Expanding the Time Frame
Looking at the market day-by-day can be scary. If we expand the time frame, though, we see a much smoother path. Yes, there are bumps in the road. But, in retrospect, they invariably look smaller than they did at the time. When your goals extend over years, what happens in a couple of days is nothing to worry about.
Often, it isn’t even a matter of years. If we put right now into a slightly longer perspective, we see that after two good months, the recent pullback leaves us about where we were at the start of November. Or, for that matter, about where we were in July. The market has bounced around and been both above and below where we are now this year. Rather than something unusual, what we are seeing right now is the same volatility we have seen all year.
That has been frustrating. But as rates have risen and markets have adjusted, that adjustment has left us better positioned for future gains. During that year, on the whole, the economic news improved. We are now much closer to the end of the Fed rate increases than we were. Job growth has continued to be very strong. And inflation has started to come back down. Yes, markets have bounced around, but their economic foundations have solidified during that time.
You can see that in the markets as well.

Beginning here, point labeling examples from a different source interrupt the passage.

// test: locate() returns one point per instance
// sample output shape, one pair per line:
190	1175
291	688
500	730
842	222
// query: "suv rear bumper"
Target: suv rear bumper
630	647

Corporate earnings have continued to improve. Valuations have dropped but are now down to reasonable levels typical of the mid-2010s. With growing earnings and reasonable valuations, there is both more cushion for the market and more potential for growth. Much better than we saw even six months ago.
Reality Better Than the Headlines
It's true there are things to worry about. Most recently, Chair Powell indicated the Fed would keep raising rates—and likely keep them higher for longer, which is what kicked off the recent pullback. But while the stock market has reacted badly, the bond market has yawned. And over time, the bond market tends to get it right. With inflation rolling over and growth slowing, the need for higher rates is likely to fade next year, meaning most of the damage from higher rates has already been done. The bond market has already started to recover. And at some point, the stock market will do the same.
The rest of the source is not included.